No suffering, no origination, no stopping, no path, no cognition, also no attainment with nothing to attain.

This is the most shocking rejection yet of the Hinayana approach to Buddha's teaching which had insisted that the totality of Buddha's teaching was contained in the first teaching he gave to his five former colleagues soon after his enlightenment. This teaching is called the First Sermon or the Sermon of the Four Holy Truths. In this schema, the four Noble Truths are:

  1. existence is dukkha (pain, suffering, discomfort, dis-ease, sense of incompletion.

  2. dukkha is caused by "thirst" (Sanskrit: tanha)--desire to be, desire to have.

  3. the thirst can be stopped (nirvana).

  4. it can be stopped by walking the eightfold path (namely--right understanding, right thoughts, right speech, right action, right livelihood, right effort, right mindfulness, right concentration).

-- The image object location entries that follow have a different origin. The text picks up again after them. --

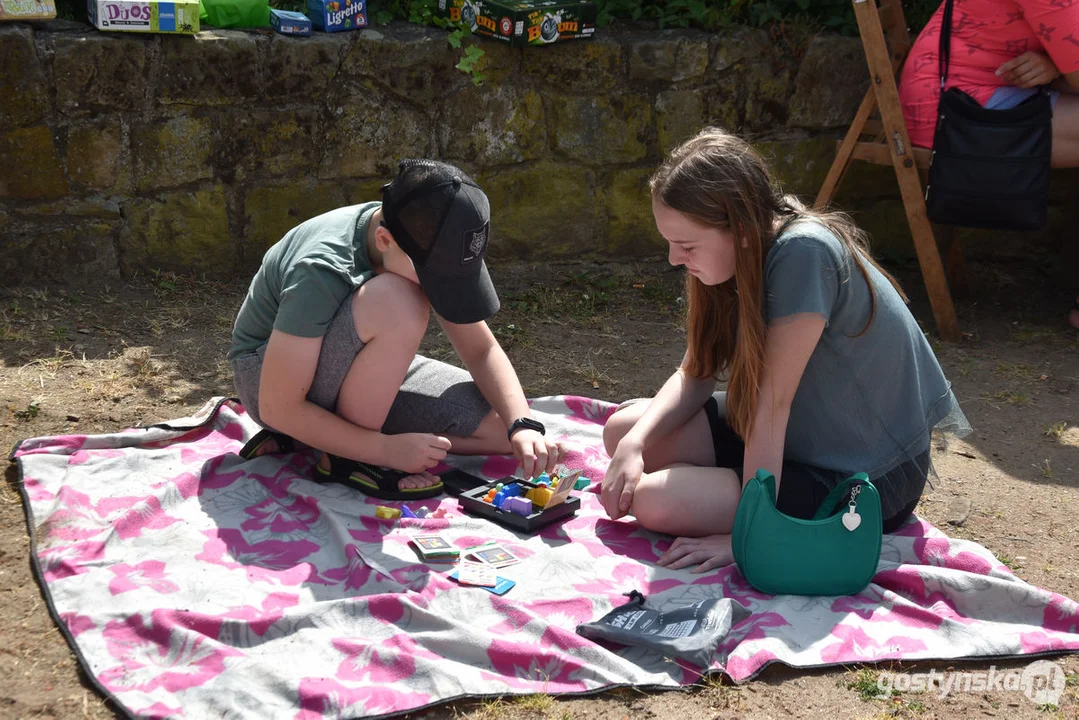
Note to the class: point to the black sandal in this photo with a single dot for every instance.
(250, 449)
(381, 483)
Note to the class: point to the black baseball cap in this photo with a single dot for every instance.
(442, 220)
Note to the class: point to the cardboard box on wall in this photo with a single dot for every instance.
(171, 17)
(335, 15)
(524, 22)
(289, 23)
(27, 10)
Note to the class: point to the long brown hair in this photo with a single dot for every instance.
(719, 179)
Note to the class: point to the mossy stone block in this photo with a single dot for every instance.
(99, 70)
(542, 212)
(494, 126)
(630, 228)
(587, 66)
(272, 211)
(172, 152)
(31, 165)
(216, 67)
(669, 56)
(94, 154)
(369, 135)
(600, 130)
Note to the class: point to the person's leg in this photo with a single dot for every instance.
(442, 398)
(1066, 131)
(683, 491)
(691, 444)
(366, 353)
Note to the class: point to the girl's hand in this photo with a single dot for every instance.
(535, 452)
(1029, 69)
(620, 479)
(710, 552)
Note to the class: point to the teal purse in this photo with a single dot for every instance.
(832, 554)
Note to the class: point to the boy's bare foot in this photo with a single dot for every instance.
(423, 479)
(267, 447)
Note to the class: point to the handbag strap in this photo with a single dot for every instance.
(944, 54)
(837, 493)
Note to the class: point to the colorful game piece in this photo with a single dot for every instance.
(519, 505)
(435, 548)
(333, 15)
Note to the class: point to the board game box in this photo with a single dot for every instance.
(173, 17)
(27, 10)
(548, 504)
(526, 22)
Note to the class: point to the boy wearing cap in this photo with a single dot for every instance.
(324, 348)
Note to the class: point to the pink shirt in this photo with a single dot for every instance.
(985, 34)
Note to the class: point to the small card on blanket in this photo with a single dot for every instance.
(435, 548)
(491, 554)
(561, 491)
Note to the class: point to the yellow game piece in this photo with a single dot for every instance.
(541, 497)
(386, 513)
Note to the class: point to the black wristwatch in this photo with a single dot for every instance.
(526, 423)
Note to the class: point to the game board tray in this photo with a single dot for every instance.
(472, 501)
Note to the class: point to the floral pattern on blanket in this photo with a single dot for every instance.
(193, 584)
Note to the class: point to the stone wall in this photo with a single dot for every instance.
(123, 152)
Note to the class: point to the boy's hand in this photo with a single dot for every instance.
(1029, 69)
(620, 479)
(535, 452)
(414, 452)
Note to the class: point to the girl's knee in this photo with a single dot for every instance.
(617, 425)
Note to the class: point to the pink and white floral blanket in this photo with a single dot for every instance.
(193, 584)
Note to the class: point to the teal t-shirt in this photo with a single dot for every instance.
(868, 403)
(304, 279)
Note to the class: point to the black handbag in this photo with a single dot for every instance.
(988, 168)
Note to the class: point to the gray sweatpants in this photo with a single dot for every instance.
(435, 396)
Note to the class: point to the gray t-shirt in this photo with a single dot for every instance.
(864, 404)
(304, 279)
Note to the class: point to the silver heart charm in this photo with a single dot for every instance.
(851, 520)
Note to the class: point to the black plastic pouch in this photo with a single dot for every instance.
(691, 633)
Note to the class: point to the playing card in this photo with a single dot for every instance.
(475, 573)
(493, 555)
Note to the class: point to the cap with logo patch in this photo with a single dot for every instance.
(442, 220)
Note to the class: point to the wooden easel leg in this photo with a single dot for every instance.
(883, 80)
(842, 162)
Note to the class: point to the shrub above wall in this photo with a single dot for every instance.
(125, 152)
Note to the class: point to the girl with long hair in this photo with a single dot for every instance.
(828, 371)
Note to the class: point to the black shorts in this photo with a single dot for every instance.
(804, 487)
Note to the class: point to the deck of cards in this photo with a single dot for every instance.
(435, 548)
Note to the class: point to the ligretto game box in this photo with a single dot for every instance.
(524, 23)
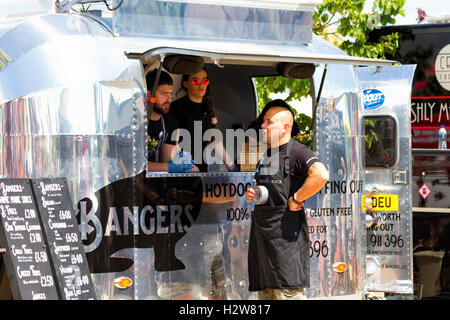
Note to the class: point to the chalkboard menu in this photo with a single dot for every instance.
(26, 258)
(64, 239)
(44, 255)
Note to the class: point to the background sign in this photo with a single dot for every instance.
(26, 258)
(64, 239)
(44, 255)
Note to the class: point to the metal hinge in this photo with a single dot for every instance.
(400, 176)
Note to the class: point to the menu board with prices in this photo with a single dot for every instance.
(26, 257)
(64, 240)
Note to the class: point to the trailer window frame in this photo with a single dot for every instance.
(383, 148)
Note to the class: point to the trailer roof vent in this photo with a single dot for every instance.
(183, 64)
(296, 70)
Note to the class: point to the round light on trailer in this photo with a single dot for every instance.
(339, 267)
(123, 282)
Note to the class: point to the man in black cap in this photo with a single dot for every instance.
(161, 148)
(278, 255)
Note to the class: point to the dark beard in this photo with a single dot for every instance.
(157, 108)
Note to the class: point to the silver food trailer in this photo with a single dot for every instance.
(72, 104)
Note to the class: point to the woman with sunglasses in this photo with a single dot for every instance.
(196, 106)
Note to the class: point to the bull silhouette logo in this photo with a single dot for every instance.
(138, 212)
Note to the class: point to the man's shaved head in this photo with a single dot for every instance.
(277, 123)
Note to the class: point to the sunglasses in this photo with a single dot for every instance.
(196, 82)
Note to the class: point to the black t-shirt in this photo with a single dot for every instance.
(185, 112)
(157, 133)
(300, 161)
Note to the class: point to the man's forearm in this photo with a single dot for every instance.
(317, 177)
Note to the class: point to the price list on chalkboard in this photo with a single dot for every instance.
(63, 236)
(26, 258)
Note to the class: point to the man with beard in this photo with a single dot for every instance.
(161, 148)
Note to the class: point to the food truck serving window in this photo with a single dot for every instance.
(380, 141)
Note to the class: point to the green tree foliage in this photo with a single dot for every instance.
(343, 23)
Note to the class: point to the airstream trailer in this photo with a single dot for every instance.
(73, 105)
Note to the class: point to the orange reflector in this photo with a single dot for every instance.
(123, 282)
(339, 267)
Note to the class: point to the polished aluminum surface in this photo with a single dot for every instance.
(71, 104)
(389, 243)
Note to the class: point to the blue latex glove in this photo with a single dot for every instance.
(233, 168)
(180, 168)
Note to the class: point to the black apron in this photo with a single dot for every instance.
(278, 255)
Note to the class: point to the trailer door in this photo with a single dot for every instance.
(386, 203)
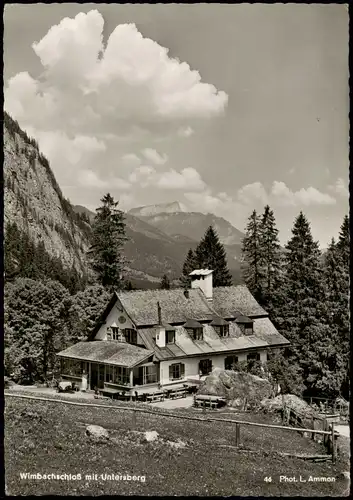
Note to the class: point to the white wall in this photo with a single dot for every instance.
(112, 317)
(192, 364)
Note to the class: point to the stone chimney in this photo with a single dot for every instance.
(160, 333)
(202, 278)
(159, 313)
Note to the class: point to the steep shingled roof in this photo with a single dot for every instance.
(191, 323)
(228, 299)
(107, 352)
(218, 321)
(141, 305)
(265, 335)
(243, 319)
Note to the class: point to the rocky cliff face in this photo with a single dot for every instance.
(33, 200)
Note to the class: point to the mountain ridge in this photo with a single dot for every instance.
(34, 202)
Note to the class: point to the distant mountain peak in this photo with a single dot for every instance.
(169, 208)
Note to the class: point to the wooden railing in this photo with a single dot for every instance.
(331, 435)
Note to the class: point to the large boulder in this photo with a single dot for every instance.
(291, 401)
(239, 388)
(97, 433)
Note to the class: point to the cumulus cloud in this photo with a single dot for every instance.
(283, 196)
(132, 78)
(340, 188)
(280, 195)
(153, 156)
(185, 131)
(188, 178)
(252, 192)
(106, 98)
(143, 175)
(90, 179)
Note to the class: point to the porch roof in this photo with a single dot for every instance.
(107, 352)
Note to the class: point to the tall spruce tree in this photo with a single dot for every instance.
(336, 277)
(270, 260)
(304, 317)
(210, 254)
(343, 243)
(189, 265)
(165, 283)
(252, 259)
(107, 244)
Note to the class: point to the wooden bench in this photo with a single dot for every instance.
(177, 393)
(155, 396)
(209, 401)
(110, 392)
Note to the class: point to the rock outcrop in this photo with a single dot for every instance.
(240, 389)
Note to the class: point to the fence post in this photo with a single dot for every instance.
(326, 440)
(313, 427)
(237, 434)
(333, 443)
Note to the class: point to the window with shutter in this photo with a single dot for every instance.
(205, 366)
(176, 371)
(230, 362)
(255, 356)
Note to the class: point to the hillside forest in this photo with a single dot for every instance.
(50, 305)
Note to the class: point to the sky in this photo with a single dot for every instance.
(224, 108)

The Mahayana disciples had no quarrel with the insight contained in any of these classifications but what precipitated a conflict for them was the Hinayana insistence on a monastic elitism which declared itself to be the sole custodian of Buddha's teachings and their interpretation. Through the innovation of sunyata, both as the ontological and transcendent nature of reality, the Mahayana followers declared all categories, and hence their interpretations, as dualistic, thus null and void. By positing a simple faith in the thought of enlightenment and diligent practice, they sought to make the Buddha's enlightenment experience available to any and all, laypersons and monastics alike.

This passage then is a declaration that suffering, origination of suffering, and the stopping of suffering by following a certain path are empty categories; at the same time, it is an affirmation that in the pure experience of sunyata, there are no dualities or distinctions between suffering and its stopping, between suffering and the so-called path to liberation. The sutra declares, almost ruthlessly, that there is no cognition or attainment with nothing to attain. Hinayana tradition had seen in the person of the arhant an embodiment of great spiritual attainment, and he was a model to be emulated. Historically, however, soon after the death of the Buddha, a controversy emerged over the status of the arhant and at the Second Council (held about a hundred years after the death of the Buddha); one of the key issues debated at the Council was whether or not it was possible for an arhant to relapse. The consensus, controversial though it was, was that an arhant can indeed relapse. Subsequent Mahayana literature built upon this limited capacity of the arhant and extended its belief system to include the transience of all categories of existence, including suffering, its cessation, and any attainment to come out of such cessation.